“This is particularly necessitated as free-to-air e.tv offered the public broadcaster the prime first three channels of its soon-to-be launched satellite TV service at discounted rates,” said Shinn.
Shinn added: “I have written to the minister of communications, Yunus Carrim, asking him to publicly clarify whether acting chief operations officer Hlaudi Motsoeneng had the approval of either himself or the previous minister to negotiate and sign a deal of this magnitude and the expected financial benefits that are expected to accrue from it.”
Shinn’s letter requested Carrim give clarity on the reason the SABC decided to turn down e.tv’s offer and whether he or Dina Pule, the former minister of communications, and the SABC interim board was aware of e.tv’s offer to share its satellite platform.
Furthermore, Shinn has also asked Carrim to give clarity on whether the National Treasury approved the deal with MultiChoice in terms of the loan guarantee, valued at ZAR1.4 billion (US$142,4 million), which is financing the SABC’s turnaround strategy and if Nedbank had been consulted. Nedbank is the bank the loan is being repaid to.
Lastly, Shinn has requested that Carrim provide answers to how both pay-to-view news and entertainment channels serve the corporation’s public broadcast mandate.

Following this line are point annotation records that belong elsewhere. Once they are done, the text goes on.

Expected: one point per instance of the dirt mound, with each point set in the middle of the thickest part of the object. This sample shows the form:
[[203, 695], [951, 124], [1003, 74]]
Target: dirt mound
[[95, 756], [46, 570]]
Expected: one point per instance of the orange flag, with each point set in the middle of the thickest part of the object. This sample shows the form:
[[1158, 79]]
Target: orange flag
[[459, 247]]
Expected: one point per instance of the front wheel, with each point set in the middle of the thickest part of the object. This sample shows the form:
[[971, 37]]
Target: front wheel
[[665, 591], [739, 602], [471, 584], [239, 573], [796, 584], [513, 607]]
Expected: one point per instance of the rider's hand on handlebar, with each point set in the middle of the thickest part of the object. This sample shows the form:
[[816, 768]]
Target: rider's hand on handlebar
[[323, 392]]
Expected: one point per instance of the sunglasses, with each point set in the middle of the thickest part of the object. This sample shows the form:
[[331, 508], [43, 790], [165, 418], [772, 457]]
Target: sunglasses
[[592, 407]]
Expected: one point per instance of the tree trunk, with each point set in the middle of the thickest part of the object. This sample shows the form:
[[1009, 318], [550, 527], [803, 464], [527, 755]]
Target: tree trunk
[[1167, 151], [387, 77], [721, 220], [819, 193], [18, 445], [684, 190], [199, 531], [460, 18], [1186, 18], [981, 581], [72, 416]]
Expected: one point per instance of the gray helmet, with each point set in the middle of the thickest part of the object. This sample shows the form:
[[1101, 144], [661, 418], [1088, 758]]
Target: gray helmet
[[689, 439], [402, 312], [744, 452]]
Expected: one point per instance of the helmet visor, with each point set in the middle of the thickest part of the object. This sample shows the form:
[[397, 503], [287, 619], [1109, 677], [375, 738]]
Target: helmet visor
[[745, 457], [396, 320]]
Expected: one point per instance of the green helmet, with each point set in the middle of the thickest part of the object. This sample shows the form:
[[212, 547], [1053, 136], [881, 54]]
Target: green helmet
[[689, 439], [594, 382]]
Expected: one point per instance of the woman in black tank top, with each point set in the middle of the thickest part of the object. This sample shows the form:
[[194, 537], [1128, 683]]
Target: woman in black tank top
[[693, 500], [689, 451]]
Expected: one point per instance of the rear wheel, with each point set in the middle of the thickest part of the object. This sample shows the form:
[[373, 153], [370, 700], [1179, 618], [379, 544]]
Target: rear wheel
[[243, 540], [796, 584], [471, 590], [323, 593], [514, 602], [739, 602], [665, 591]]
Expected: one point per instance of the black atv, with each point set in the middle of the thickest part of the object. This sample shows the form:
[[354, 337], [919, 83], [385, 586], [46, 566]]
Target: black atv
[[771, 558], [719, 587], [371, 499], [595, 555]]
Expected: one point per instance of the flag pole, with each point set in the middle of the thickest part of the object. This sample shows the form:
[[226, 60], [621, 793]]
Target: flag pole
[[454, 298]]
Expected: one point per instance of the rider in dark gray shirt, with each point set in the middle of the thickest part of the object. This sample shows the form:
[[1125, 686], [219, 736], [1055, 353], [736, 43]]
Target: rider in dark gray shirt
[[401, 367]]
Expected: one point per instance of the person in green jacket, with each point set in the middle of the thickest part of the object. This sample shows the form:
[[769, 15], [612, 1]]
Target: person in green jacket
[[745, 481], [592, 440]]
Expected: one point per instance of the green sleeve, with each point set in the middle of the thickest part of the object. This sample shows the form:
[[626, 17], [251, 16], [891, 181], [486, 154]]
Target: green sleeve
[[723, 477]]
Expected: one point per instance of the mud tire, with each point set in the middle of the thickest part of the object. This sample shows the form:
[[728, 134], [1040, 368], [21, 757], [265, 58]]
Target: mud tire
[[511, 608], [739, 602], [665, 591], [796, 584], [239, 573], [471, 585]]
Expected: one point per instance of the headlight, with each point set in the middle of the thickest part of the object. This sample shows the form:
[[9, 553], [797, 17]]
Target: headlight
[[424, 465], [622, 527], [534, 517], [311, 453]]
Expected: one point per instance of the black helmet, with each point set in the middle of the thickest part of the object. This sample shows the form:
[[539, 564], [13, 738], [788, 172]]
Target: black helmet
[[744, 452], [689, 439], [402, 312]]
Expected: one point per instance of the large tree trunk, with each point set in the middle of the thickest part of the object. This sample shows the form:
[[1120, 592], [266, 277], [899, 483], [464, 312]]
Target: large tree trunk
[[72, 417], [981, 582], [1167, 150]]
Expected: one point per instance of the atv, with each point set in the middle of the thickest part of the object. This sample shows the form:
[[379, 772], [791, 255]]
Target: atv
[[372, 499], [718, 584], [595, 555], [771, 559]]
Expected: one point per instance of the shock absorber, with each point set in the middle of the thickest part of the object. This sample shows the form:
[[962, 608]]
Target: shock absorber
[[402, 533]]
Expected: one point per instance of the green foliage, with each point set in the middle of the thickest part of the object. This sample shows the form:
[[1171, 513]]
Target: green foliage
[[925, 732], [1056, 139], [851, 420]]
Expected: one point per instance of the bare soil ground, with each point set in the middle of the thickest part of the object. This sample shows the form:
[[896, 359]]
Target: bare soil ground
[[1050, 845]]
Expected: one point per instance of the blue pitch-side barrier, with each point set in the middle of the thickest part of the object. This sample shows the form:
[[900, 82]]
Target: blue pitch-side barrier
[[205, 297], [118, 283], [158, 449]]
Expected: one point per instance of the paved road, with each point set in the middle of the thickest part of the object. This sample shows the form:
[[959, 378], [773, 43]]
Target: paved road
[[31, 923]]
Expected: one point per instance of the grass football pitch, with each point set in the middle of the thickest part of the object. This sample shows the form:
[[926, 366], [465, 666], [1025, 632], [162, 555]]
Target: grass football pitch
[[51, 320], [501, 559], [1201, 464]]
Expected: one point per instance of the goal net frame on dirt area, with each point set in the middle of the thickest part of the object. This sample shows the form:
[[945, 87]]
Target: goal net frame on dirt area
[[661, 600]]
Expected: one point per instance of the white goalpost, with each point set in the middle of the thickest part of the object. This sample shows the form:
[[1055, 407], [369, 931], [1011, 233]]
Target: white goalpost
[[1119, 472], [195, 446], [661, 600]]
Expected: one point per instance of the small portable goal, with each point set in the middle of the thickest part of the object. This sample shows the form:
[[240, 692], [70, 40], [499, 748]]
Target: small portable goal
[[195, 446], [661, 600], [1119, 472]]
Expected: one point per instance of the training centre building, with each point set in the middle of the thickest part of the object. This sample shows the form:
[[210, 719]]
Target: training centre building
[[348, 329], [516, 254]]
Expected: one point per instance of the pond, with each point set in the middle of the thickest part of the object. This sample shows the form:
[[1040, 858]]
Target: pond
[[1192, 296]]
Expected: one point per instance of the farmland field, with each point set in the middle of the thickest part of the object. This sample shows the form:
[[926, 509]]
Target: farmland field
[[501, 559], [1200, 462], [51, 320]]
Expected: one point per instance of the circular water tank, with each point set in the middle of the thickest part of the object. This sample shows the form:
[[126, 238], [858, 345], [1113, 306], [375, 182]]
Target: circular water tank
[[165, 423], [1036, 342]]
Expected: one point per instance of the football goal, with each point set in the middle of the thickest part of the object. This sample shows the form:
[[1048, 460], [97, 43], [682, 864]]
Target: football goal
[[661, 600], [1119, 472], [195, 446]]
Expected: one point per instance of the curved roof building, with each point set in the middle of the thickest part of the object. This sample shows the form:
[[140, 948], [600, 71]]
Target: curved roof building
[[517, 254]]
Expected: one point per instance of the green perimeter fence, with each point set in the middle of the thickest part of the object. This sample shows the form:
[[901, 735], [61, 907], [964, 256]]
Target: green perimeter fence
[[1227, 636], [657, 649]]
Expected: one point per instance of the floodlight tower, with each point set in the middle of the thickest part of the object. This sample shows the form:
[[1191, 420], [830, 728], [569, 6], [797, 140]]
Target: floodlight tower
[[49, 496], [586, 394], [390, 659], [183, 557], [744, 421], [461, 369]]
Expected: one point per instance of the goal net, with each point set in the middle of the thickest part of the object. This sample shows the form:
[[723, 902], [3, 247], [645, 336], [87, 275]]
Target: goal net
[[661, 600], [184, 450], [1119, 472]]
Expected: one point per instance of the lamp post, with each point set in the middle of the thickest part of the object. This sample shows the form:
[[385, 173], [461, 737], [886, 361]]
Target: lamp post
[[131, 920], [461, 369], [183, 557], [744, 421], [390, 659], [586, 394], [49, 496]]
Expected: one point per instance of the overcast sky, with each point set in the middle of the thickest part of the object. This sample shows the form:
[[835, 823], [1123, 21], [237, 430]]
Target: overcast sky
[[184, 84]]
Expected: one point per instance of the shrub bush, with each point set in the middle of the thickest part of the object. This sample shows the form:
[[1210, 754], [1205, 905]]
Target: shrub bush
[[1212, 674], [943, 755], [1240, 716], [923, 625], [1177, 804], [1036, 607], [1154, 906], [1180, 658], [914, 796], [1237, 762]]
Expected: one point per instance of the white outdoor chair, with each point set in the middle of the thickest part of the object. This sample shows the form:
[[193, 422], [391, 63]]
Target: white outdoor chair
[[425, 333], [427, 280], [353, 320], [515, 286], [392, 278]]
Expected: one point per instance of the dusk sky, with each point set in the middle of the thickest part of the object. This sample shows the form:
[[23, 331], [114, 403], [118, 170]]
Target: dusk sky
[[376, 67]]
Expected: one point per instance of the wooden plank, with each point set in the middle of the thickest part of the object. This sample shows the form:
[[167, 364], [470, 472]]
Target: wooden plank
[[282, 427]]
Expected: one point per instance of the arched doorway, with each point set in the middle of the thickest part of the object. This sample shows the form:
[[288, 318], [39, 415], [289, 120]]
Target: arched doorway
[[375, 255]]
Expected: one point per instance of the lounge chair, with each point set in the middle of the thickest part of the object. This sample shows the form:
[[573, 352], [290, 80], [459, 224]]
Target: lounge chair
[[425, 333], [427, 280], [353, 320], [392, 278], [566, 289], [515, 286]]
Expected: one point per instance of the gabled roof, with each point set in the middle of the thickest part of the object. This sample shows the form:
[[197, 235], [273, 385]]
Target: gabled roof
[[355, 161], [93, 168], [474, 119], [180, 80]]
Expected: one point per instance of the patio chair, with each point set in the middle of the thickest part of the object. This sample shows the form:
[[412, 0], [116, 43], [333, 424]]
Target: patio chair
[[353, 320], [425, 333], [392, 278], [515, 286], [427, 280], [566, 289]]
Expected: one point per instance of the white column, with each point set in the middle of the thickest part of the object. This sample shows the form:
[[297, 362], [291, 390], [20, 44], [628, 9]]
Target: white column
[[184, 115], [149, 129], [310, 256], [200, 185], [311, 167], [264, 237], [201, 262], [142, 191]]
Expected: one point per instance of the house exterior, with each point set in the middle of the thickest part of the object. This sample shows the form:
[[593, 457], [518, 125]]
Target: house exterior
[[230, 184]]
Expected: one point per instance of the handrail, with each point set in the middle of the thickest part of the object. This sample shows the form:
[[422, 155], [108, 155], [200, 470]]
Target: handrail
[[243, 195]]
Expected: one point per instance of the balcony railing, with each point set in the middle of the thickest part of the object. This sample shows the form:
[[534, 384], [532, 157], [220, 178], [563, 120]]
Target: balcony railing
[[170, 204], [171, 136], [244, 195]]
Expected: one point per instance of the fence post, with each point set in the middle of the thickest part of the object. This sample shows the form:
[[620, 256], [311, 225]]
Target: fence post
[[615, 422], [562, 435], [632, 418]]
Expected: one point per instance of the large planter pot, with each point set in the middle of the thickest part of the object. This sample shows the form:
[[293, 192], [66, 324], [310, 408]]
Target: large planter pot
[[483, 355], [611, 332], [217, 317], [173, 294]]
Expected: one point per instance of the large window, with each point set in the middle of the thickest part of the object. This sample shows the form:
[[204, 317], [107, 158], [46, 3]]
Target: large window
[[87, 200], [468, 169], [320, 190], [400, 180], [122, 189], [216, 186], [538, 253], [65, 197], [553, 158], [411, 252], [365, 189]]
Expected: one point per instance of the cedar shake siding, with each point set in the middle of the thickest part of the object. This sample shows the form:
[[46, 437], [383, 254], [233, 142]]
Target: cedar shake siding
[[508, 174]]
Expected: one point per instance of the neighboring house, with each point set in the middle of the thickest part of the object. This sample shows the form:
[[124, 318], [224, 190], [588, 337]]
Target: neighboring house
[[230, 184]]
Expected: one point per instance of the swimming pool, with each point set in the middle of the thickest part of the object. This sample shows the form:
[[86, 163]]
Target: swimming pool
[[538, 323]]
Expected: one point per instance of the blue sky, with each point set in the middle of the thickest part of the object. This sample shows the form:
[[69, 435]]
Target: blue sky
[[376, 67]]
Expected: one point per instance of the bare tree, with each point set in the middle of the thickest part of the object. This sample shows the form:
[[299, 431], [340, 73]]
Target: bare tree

She said due to the 24 hour news channel being broadcast on a pay-platform, it may contravene its public broadcasting mandate as well as the possibility that it may undermine its “much-delayed” migration to digital terrestrial broadcasting.
“I have also asked the minister to produce the business plan on which the MultiChoice deal was based and state whether this was evaluated and approved by the National Treasury before the deal was signed,” said Shinn.
Shinn added: “The previous board, which collapsed when the ANC (African National Congress) instructed its deployees to resign in March, rejected previous attempts by the SABC’s executive management to ram through approval of the 24-hour news channel because it was prohibitively expensive and that the structural issues that landed the public broadcaster in a financial crises have not been satisfactorily corrected.”